Travis Seidel resigned from his City Council seat on June 15 after a felony drug sentencing, triggering a 60-day window for the Fort Madison City Council to appoint his replacement. According to Dawn Williams, state election director, the city could also schedule a special election that would have to take place no sooner than 32 days from the day Lee County Auditor Denise Fraise would be notified of an intent on the city’s part to hold a special election.
However, Mayor Brad Randolph indicated that due to a poor voter turnout for the third ward election during the last regular city election for the seat, he thinks an appointment to serve out Seidel’s tenure is in the city’s best interest. Seidel was elected in November of 2015 with 110 votes.
“I would prefer to go to the ballot, but the dilemma is that the special election costs us close to $4,000,” Randolph said.

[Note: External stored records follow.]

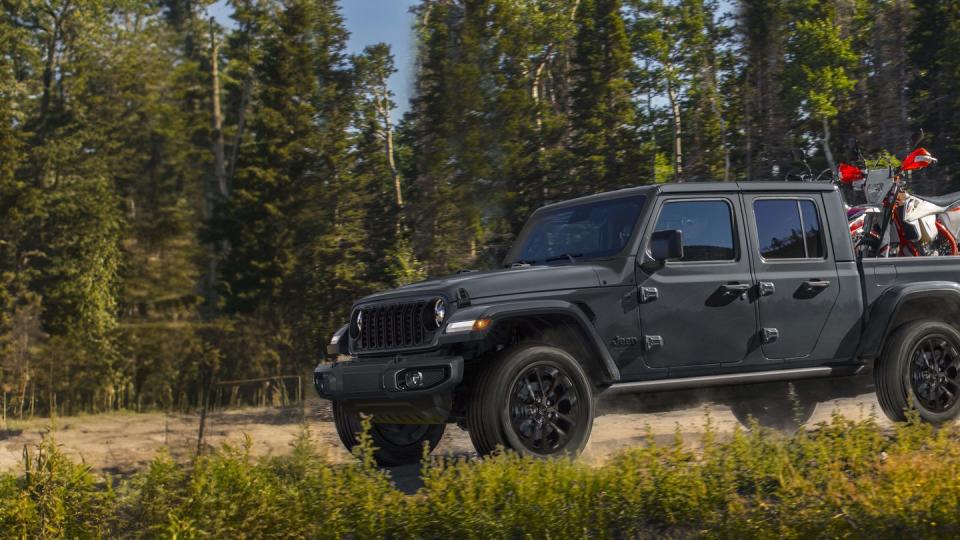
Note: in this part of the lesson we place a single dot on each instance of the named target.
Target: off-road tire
(389, 449)
(490, 422)
(782, 408)
(892, 373)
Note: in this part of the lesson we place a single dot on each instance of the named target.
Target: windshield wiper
(572, 257)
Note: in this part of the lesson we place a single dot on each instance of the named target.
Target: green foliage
(842, 479)
(54, 498)
(137, 266)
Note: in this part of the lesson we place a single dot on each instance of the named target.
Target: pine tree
(820, 62)
(766, 122)
(442, 212)
(388, 257)
(602, 113)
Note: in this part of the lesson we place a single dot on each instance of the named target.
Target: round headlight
(357, 325)
(439, 314)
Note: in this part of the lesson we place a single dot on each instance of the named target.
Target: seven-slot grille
(393, 326)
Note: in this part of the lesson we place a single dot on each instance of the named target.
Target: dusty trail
(121, 443)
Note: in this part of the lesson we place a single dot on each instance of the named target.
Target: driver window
(707, 229)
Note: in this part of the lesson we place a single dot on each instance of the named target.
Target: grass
(844, 479)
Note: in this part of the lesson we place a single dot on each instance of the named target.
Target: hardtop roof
(698, 187)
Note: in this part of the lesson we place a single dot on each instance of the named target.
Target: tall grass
(843, 479)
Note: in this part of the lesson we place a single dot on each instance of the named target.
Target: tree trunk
(383, 106)
(677, 130)
(826, 144)
(219, 161)
(238, 136)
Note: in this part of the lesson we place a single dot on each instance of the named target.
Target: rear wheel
(395, 444)
(920, 368)
(535, 400)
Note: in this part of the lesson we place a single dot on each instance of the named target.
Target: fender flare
(530, 308)
(885, 310)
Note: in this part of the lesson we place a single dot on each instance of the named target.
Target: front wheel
(920, 368)
(394, 444)
(535, 400)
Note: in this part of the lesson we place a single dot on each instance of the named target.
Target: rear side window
(707, 229)
(788, 229)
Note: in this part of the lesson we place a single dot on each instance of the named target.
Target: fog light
(412, 379)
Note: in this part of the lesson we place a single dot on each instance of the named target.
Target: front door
(698, 310)
(797, 277)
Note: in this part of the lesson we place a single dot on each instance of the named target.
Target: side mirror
(666, 245)
(918, 159)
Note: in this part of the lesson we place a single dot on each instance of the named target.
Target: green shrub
(54, 498)
(844, 478)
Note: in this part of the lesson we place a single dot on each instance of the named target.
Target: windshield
(586, 231)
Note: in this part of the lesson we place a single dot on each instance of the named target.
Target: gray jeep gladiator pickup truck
(655, 290)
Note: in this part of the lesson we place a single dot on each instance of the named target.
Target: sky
(369, 22)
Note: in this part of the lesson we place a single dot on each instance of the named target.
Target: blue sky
(371, 21)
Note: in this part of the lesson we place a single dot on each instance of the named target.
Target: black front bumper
(379, 387)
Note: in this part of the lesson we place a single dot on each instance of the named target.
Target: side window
(707, 228)
(788, 229)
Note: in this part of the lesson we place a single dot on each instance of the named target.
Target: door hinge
(770, 335)
(767, 288)
(648, 294)
(652, 342)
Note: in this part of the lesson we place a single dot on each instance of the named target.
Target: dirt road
(121, 443)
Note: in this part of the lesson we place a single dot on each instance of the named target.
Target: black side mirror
(666, 245)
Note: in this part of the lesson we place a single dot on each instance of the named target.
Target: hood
(527, 279)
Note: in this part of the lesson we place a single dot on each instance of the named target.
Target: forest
(184, 202)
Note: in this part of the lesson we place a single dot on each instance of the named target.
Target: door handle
(734, 288)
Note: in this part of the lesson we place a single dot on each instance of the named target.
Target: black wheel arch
(556, 322)
(903, 304)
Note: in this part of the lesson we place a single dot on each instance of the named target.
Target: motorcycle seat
(945, 201)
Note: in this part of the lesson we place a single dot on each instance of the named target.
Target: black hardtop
(697, 187)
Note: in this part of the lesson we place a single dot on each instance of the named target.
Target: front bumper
(382, 387)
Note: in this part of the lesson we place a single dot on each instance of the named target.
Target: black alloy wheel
(534, 399)
(919, 369)
(544, 408)
(935, 373)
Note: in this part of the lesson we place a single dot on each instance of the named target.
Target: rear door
(797, 279)
(697, 311)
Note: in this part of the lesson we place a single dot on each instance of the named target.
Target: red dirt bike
(924, 226)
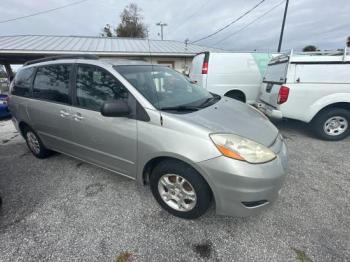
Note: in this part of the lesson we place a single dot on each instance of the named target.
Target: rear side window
(52, 83)
(95, 86)
(23, 82)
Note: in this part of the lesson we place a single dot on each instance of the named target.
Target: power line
(252, 22)
(226, 26)
(42, 12)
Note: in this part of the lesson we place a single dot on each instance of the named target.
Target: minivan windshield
(276, 72)
(165, 88)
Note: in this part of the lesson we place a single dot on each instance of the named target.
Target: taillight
(205, 68)
(283, 95)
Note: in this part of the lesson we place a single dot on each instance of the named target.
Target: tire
(183, 183)
(332, 124)
(35, 144)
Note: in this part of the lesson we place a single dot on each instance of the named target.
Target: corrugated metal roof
(45, 44)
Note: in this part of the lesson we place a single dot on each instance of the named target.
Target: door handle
(78, 117)
(64, 113)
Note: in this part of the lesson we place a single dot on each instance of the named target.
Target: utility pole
(161, 28)
(282, 28)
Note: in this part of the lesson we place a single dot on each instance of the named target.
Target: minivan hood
(231, 116)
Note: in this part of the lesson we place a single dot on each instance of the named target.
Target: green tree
(131, 24)
(310, 48)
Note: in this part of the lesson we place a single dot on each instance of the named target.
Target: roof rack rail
(52, 58)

“For the 110 votes that were cast in 2015, that makes it a fairly expensive election. Financially that’s not a wise move with taxpayer dollars. If we take the other route, we would look at an appointment until the next November 2019 city election. The council would have to decide, but I’m leaning toward the appointment.”
Williams said Tuesday afternoon the city doesn’t have to look at an Aug. 1 or March 1 date for a special election unless that election would also include a public measure such as a city bond issue. After the 32 days had passed, Williams said the election would have to be held at the earliest practical date that didn’t coincide with other general elections or measures.
Fort Madison City Clerk Melinda Blind said discussion on the steps to be taken to appoint a councilman will be in front of the City Council at the July 3 regular meeting. She said since 2011 seven vacancies have been created on the council and typically a letter of intent is obtained from interested candidates along with a list of qualifications.
Randolph said that would the best course of action for the city going forward.
“Assuming the council approves that on Tuesday, we would then start preparing things people would need to send in declaring their intent to be appointed to that seat,” Randolph said.
“They need to think about the commitment involved. I know there have been people who’ve already expressed an interest and that’s promising. I hope we get a slough of people who are willing to step up.”
The one wrinkle would be if someone in the third ward were to be unhappy with the appointee and file a petition for a special election. In that case, Williams said citizens would have 14 days from the notice of the appointment, or the appointment itself, to file a petition for a special election. If that petition were validated by the Lee County Auditor’s office, Fraise would then set a special election for the seat according to the 32-day rule from the validation of the petition. Williams also said if the city were to schedule a public measure election prior to the November 2019 general election, the seat would then go on that ballot.
Randolph said he would hope the council would give residents until July 31 to submit letters and qualifications and then deliberate and hopefully have someone to fill the position on Aug. 7. The regular city council meeting following that would be on Aug. 21 which would be outside the 60-day window from Seidel’s June 15th resignation.